Um retrato inédito das bibliotecas públicas europeias
O relatório nasce de um mandato aprovado pelo Conselho da União Europeia em 2023, que pediu a um grupo do chamado Método Aberto de Coordenação para documentar o papel cultural, social e democrático das bibliotecas públicas. O resultado é o primeiro levantamento comparável à escala europeia: cerca de 67 mil bibliotecas públicas, 757 milhões de visitas e 75 milhões de utilizadores registados por ano, servidas por perto de 170 mil profissionais — um número que se manteve estável na última década, apesar de as bibliotecas terem passado a servir mais oito milhões de utilizadores. Os autores identificaram dez desafios societais em que as bibliotecas desempenham um papel ativo, da literacia à resiliência democrática, da inclusão social à resposta a catástrofes. Para quem trabalha em educação, dois desses desafios merecem particular atenção: a literacia e a democracia informacional.

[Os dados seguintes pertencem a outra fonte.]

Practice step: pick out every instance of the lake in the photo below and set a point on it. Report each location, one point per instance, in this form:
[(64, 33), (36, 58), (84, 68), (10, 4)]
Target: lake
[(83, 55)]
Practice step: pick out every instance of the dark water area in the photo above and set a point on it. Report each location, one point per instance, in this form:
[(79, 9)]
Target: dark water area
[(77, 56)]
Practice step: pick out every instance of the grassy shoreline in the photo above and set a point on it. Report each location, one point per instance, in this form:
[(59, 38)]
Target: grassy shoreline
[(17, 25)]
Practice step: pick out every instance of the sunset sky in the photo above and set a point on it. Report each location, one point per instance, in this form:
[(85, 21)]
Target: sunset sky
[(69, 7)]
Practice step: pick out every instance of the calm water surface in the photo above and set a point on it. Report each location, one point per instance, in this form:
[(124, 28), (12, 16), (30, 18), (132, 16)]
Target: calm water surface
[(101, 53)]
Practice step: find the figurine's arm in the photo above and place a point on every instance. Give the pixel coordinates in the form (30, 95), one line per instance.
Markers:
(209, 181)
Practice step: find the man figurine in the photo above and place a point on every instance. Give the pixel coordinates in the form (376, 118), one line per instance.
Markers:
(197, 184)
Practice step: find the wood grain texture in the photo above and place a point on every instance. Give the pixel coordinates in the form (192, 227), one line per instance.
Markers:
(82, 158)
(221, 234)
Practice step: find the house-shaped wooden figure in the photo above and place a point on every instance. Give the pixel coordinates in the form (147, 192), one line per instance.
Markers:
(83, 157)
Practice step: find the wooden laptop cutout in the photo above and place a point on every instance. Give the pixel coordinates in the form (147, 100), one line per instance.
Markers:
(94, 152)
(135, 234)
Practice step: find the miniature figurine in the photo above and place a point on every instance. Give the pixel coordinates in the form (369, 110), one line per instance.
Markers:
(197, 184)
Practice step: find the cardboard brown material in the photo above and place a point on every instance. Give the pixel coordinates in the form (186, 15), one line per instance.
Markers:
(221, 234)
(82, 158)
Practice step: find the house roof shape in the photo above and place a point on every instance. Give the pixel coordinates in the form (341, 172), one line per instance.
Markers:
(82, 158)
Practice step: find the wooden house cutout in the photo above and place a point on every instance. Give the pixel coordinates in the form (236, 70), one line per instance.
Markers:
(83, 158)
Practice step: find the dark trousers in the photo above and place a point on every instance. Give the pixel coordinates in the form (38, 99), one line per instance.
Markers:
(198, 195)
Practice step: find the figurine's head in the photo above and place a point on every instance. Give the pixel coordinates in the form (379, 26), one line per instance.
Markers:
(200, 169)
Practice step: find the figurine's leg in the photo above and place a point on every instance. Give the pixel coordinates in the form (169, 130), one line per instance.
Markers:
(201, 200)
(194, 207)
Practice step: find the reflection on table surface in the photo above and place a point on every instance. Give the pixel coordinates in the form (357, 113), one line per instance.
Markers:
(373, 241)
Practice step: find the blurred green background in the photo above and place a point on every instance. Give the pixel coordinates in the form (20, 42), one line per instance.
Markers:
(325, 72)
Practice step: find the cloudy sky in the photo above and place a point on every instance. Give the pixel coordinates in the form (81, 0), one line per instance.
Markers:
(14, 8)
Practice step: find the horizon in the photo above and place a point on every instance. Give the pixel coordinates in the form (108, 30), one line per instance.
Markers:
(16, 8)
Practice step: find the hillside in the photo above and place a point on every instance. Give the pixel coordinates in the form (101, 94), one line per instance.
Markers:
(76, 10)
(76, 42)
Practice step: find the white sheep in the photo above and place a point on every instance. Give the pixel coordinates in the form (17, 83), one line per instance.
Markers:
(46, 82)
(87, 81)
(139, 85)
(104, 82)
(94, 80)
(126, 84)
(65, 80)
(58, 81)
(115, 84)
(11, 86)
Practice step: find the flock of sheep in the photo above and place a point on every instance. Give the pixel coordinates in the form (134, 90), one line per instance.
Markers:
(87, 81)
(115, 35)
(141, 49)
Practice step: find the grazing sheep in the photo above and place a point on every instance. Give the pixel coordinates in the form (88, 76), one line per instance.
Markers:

A leitura em queda e o regresso da biblioteca como resposta
O relatório arranca este capítulo com um dado que qualquer professor de português reconhece de imediato: 26,2% dos jovens de 15 anos na União Europeia foram classificados como maus leitores no estudo PISA 2022 da OCDE, uma tendência acompanhada por quebras semelhantes a matemática e ciências desde 2018. A consequência, apontam os autores, não se limita à sala de aula: uma literacia limitada compromete a capacidade de participação plena na sociedade e na vida democrática, precisamente numa altura em que o Pacto para as Competências da União Europeia definiu metas ambiciosas de qualificação da população ativa.
É neste ponto que o relatório situa as bibliotecas públicas como parceiras da escola, não como substitutas. O documento é explícito ao descrever as bibliotecas como um complemento ao trabalho essencial das escolas, ajudando a sustentar e reforçar competências de leitura para além do horário letivo. Dois exemplos escolhidos pelos autores ilustram bem essa lógica de complementaridade. A Estratégia Nacional de Literacia 2030 da Finlândia junta educação pré-escolar, escolas, bibliotecas e serviços sociais num único plano municipal de leitura, com indicadores próprios e financiamento garantido até 2025; o programa inclui a distribuição de um «saco de leitura» a cada recém-nascido através dos centros de saúde infantil, com um livro e um convite explícito à biblioteca local. Na Polónia, a campanha «Livro pequeno — grande pessoa» chega, todos os meses, a cerca de 30 mil recém-nascidos em mais de 90% dos hospitais do país, e prolonga-se depois pelas quase sete mil bibliotecas polacas com um sistema de autocolantes e diplomas que transforma a leitura infantil num pequeno ritual de progressão.
Para uma escola portuguesa, o interesse prático destes exemplos não está em copiá-los ponto por ponto, mas no princípio que os une: a leitura por prazer floresce quando a escola, a biblioteca e a família falam a mesma língua sobre o mesmo objetivo, em vez de tratarem a leitura como tarefa exclusivamente escolar.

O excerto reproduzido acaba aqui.